59O - Targeting CDK4/6 in Her2 positive breast cancer: Therapeutic effect, markers, and combination strategies
|Date||08 May 2014|
|Session||Best abstracts session|
|Topics|| Drug Development
|Citation||Annals of Oncology (2014) 25 (suppl_1): i21-i22. 10.1093/annonc/mdu069|
E. Knudsen1, D. Cox2, J. Franco2, A. Frankel3, B. Haley4, A. Witkiewicz2
In spite of the efficacy of Her2-targeted therapies, recurrence and progression remain a challenge for treatment of advanced Her2 positive breast cancer. CDK4/6 controls a key pathway downstream of Her2, hence inhibition of these kinases represents a therapeutic approach to augment the effectiveness of standard therapies.
A combination of cell culture, mouse models, and human primary tumor explants were used to evaluate the therapeutic effect of the CDK4/6 inhibitor PD-0332991 as a single agent and to define markers of response. Parallel studies evaluated the mechanisms of action in combination with the Her2-targeted agents Lapatinib and T-DM1.
CDK4/6 inhibition resulted in profound cytostatic arrest, induction of senescence, and inhibition of invasive properties in Her2-positive cell culture models. These data were recapitulated with significant suppression of Ki67 in the MMTV-Her2 mouse model (p < 0.05) and Her2-positive xenografts (p < 0.01). Furthermore, in a series of more than 20 primary breast tumor explants, treatment with PD-0332991 resulted in a greater than 5-fold suppression of the Ki67 (p < 0.01). These effects of PD-0332991 were dependent on an intact RB-pathway, and consonantly, loss of RB and high-levels of p16 were associated with resistance to CDK4/6 inhibition. In models of acquired resistance to Her2-targeted therapies Cyclin D1 was inappropriately activated, and PD-0332991 treatment was effective at blocking proliferation by targeting this common pathway driving resistance.
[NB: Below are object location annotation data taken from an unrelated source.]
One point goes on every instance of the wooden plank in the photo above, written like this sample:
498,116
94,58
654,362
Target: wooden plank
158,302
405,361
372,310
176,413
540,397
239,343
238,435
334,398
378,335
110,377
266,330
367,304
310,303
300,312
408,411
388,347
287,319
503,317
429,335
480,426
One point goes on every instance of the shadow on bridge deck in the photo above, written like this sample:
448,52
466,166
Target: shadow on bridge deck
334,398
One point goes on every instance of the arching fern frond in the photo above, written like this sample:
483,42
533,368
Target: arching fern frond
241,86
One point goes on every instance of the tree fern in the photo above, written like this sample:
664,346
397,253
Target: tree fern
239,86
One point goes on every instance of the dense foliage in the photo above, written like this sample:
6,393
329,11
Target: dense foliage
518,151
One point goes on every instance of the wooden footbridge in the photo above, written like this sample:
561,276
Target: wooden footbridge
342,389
Combination studies carried out in cell lines and primary tumor explants illustrated that PD-0332991 provides a complementary mechanism of action to T-DM1, and efficiently suppresses the proliferation of residual Her2-positive tumor cell populations that survive T-DM1.
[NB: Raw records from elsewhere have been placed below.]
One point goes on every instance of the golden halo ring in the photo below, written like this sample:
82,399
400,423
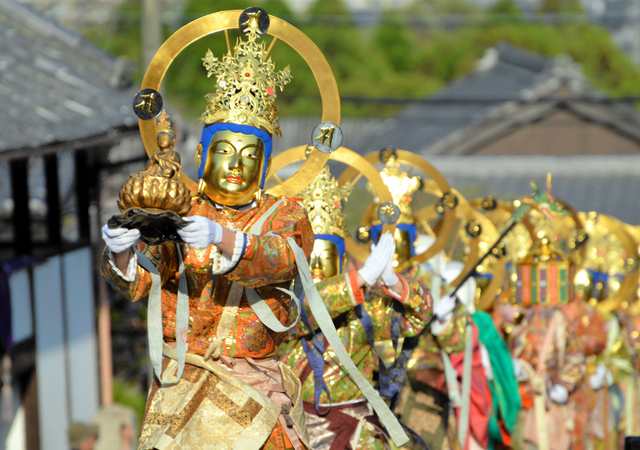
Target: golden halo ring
628,287
227,20
449,219
489,235
354,161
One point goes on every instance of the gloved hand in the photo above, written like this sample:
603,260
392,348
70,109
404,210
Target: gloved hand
381,255
389,276
119,239
201,232
559,394
600,377
519,372
444,307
CDK4/6 is a viable therapeutic target in HER2-positive breast cancer models that functions downstream of Her2. Tissue based markers are available to direct rational utilization of PD-0332991. Clinical studies of CDK4/6 inhibition in combination with Her2-targeted therapies have commenced.
E. Knudsen: The author is on an advisory board and receives sponsored research funding from Pfizer.
All other authors have declared no conflicts of interest.